Das Nachbarskind, von dem man weder Nationalität noch Namen oder Geschlecht erfährt, ist der österreichischen Bürokratie völlig hilflos ausgeliefert. Mit seinen Eltern ist es von der Abschiebung bedroht. Silber streut nur wenige Indizien aus, um die prekäre Situation der Familie sichtbar zu machen. Ohne ausreichende Sprachkenntnisse, ohne Papiere und sehr offensichtlich mit einem schweren Trauma belastet, können die Eltern den Anforderungen der Ausländerbehörde nicht gerecht werden. Connie versucht zu helfen und begleitet die Familie beim Behördengang. Doch sogar sie, die Österreicherin ist, scheitert an den amtlichen Abläufen. Der einzige verzweifelte Ausweg, der der Nachbarsfamilie bleibt, ist in die Illegalität abzutauchen.

Der Schwere des Romaninhalts begegnet Silber mit leisem Humor. Die zahlreichen Dialoge transportieren einen gewissen Wiener Charme und lassen die Protagonist:innen lebendig werden.
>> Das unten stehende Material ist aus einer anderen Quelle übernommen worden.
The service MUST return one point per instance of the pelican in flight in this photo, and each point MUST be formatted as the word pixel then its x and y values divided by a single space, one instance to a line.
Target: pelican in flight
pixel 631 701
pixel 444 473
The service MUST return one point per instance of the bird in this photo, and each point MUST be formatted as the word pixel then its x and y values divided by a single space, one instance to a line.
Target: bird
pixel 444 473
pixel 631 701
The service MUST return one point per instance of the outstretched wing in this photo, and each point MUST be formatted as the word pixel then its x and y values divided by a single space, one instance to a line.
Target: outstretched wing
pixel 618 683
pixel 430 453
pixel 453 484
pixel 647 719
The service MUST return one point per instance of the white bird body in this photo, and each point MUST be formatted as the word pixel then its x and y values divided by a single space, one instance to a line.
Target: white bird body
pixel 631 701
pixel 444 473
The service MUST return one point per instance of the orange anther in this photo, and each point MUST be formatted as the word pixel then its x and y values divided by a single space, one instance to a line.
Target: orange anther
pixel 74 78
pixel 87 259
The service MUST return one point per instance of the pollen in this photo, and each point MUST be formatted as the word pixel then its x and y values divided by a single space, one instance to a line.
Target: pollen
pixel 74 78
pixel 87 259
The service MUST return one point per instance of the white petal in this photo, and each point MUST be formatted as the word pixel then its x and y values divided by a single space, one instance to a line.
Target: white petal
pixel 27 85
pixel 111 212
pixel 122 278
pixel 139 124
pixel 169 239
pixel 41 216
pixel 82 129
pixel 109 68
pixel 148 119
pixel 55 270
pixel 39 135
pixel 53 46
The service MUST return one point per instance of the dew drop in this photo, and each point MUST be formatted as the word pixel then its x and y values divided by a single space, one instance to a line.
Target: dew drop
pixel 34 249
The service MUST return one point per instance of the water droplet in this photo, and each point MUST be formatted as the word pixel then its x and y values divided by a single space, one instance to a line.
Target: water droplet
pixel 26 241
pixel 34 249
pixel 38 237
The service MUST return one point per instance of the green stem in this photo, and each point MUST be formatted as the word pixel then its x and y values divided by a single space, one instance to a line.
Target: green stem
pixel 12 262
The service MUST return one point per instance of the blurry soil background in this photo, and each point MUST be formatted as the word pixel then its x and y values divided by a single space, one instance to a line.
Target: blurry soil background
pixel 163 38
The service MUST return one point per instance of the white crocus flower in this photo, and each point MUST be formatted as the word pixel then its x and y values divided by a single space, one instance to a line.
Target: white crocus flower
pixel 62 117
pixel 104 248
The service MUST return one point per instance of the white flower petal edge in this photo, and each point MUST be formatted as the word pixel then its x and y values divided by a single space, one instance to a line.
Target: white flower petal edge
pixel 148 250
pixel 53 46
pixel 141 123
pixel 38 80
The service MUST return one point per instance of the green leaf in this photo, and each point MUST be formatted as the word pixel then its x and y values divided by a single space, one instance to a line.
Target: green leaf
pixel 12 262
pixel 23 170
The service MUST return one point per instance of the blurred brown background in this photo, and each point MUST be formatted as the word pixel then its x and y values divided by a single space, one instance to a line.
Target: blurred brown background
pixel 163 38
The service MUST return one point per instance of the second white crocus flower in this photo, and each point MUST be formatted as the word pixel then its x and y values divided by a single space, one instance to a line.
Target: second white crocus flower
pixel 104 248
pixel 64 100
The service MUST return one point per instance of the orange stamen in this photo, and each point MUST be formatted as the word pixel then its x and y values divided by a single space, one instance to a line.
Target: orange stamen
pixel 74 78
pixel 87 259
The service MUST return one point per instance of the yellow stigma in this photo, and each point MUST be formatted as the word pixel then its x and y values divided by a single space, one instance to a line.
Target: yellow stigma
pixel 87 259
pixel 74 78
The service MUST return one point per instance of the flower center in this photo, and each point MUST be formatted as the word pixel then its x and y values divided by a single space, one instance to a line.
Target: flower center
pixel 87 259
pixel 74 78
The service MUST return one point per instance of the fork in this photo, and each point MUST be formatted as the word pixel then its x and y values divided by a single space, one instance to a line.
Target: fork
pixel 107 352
Die detaillierten Alltagsbeschreibungen veranschaulichen die Härte des Berufs, den Connie ausübt, ohne falsches Pathos zu verbreiten. Silber erzeugt Respekt für ihre Figuren und deren Arbeit.  

Im Laufe der Handlung erfährt Connie eine deutliche Wandlung. Mit der Verantwortung, die sie für andere übernimmt, spürt sie auch wieder die Verantwortung für sich selbst. Sie geht eine zaghafte Beziehung zu Kollegin Hana ein, wodurch ihr Leben an Struktur und Sinn zurückgewinnt.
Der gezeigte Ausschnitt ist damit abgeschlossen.